Breakfast at Tiffany's at ART
by ANTHONY CHASE
American Repertory Theatre of WNY always aspires to something a little more. Moving from space to space, over the years they've tried to up the ante with regional premieres and artistic challenges. We’ve seen American Idiot on their stage, and The Heathers. We saw First Lady Suite and Bloody Bloody Andrew Jackson. Sometimes they revisit an old work as with their recent production of Thornton Wilder’s Our Town; sometimes they dare us to try something new.
We’ve seen them in the basement of an old church, in a warehouse beside a bar, at a high school. Now settled into the theater loft at 545 Elmwood Avenue, former home of Ujima Theatre Company (and in the distant past, Studio Theatre), we can expect that the space will afford ART new vistas for their imaginations.
The theater space at 545 Elmwood is intimate, but it is also very wide, and has an upper level that can be either useful or an encumbrance, since the rear of the audience is only a few feet back from the apron of the stage. Yes, every seat is close – very.
The current production of Richard Greenberg’s stage adaptation of Truman Capote’s Breakfast at Tiffany’s offers some challenges with its multiple locations and fluctuations between quick scenes and narration; between the World War II era past, and the post-war present. For these reasons, the multiple literal locations are rather a mistake, especially since the vast playing area could have lent itself to the material so much better as a blank slate onto which the narrator’s memories could be projected with fluidity. As staged, key scenes are relegated to awkward areas, and key spaces go empty for large expanses of time.
This is the story of a young writer of ambiguous sexual orientation who encounters a fascinating woman in 1940s Manhattan (much in the way that Christopher Isherwood encountered Sally Bowles in pre-war Berlin). We never learn his name. Her name is Holly Golightly and she decides to call him “Fred,” because of his resemblance to her brother, Fred. Fascinated by Holly, “Fred” will pursue her until her past catches up with her.
Matthew LaChiusa has directed this production with Candice Kogut as Holly Golightly and Ryan Kaminski as the writer known as “Fred.” That these actors bear no resemblance to Audrey Hepburn and George Peppard, who inhabited the characters in the movie, is not an issue. (Truman Capote actually wanted Marilyn Monroe to play the role, but she was under contract to Twentieth Century Fox).
The casting of Kogut, the resident artistic director at ART, has become a regular feature of their programming. Her appearance as Holly Golightly comes in that context and we begin to wonder, are roles being selected specifically for her, or is she being obliged to play roles whether or not she is well suited for them?

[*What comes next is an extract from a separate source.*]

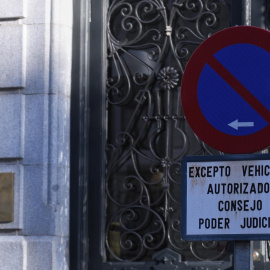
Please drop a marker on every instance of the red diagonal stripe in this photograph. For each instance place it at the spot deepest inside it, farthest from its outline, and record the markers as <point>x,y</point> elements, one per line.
<point>239,88</point>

The issue is not quite critical in this case. Does Kogut project the ethereal and childlike fragility of Holly Golightly, a woman who, when dancing with men on the street is tossed about like a scarf? I suppose not, but steady, womanly, and arguably statuesque Kogut does create a consistent and clearly articulated person with the role; as does the more predictably cast Kaminski. The difficulty is, that the playwright has not given them a great deal of fuel to generate the chemistry between them. As the author of such gorgeous plays as Three Days of Rain, Eastern Standard, and Take Me Out, Greenberg is a formidable talent, but the ghost of Truman Capote blurs the focus here.
Greenberg’s play follows Capote’s novella more faithfully than the film did. In fact, the play is an homage to the book, with a few references to the film tossed in to satisfy its innumerable fans. While the movie was set in the 1960s, the play restores the 1940s setting. The romance between “Fred” and “Holly” was similarly manufactured for the film and not used here. In the novella, the two never have an affair.

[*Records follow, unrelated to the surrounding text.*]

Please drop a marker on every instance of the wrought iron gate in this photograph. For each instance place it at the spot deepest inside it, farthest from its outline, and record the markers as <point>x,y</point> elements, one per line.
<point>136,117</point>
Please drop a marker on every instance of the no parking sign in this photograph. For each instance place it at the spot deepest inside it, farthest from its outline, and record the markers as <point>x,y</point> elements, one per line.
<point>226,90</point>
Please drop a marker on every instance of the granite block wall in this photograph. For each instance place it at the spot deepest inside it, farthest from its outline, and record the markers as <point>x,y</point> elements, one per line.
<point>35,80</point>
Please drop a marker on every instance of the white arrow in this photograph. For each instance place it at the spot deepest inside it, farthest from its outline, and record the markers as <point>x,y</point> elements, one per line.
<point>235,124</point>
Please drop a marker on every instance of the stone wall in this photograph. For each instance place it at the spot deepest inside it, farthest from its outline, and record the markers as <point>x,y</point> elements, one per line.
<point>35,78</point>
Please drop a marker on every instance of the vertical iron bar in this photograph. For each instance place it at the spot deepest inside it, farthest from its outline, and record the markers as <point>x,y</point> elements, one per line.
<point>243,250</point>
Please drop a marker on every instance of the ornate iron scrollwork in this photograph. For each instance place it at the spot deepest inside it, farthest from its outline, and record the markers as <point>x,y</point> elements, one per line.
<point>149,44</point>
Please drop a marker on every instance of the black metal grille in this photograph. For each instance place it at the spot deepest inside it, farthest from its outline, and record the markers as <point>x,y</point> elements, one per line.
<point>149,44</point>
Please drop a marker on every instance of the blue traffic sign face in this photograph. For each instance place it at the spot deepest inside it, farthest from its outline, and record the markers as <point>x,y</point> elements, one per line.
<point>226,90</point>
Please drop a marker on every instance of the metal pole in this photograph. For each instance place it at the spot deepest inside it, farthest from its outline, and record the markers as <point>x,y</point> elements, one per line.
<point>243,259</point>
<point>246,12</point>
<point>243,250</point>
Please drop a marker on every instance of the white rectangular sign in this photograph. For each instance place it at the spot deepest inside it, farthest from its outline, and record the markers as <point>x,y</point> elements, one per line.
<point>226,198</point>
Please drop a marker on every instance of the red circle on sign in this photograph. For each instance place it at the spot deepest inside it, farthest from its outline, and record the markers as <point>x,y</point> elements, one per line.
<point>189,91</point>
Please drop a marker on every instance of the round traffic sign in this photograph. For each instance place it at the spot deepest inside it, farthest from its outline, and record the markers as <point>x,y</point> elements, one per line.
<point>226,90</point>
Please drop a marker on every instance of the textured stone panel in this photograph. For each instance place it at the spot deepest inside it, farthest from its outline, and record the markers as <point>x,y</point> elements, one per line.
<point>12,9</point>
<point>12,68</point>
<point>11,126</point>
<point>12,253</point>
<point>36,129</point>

We are reminded frequently and deliberately of the source material. Numerous immortal Capote phrases are marched out for our delectation. We will be told about the “mean reds,” and that anybody who get used to anything might as well be dead. We will be advised that certain shades of limelight can wreck a girl's complexion, never to love and wild thing, and that we owe a lot to anyone who gives us confidence. Those delightful phrases are from the novella and we are given a feast of them. We get reminders of the Blake Edwards film, as well, including Henry Mancini’s “Moon River,” and an appearance by Holly’s Japanese neighbor that, even in silhouette, does not go far enough to atone for the racist error of casting Mickey Rooney in the movie. (Amos and Andy started on radio; need I say more?) But this play is really all about Truman Capote, and that presents a bit of a problem. This is not a novella; it is a play.
In addition to Kogut and Kaminski, the cast features the talents of Derrik Reynolds as Joe Bell and OJ Berman; Robert Insana as Doc Golightly; Heather Casseri as Mags Wildwood; Chris Wagner as Rusty Trawler; Dewel Perez as ‘José Ybarra-Jaegar’ and Elizabeth Oddy as roller skating opera diva Madame Spanella. They ably and energetically relate the story that Greenberg has transferred from page to stage. We are amused by Holly’s antics. We are sympathetic with Fred’s frustrations. But unlike the movie, we never quite fall in love with these people, and we certainly don’t shed any tears at the impossibility of their relationship.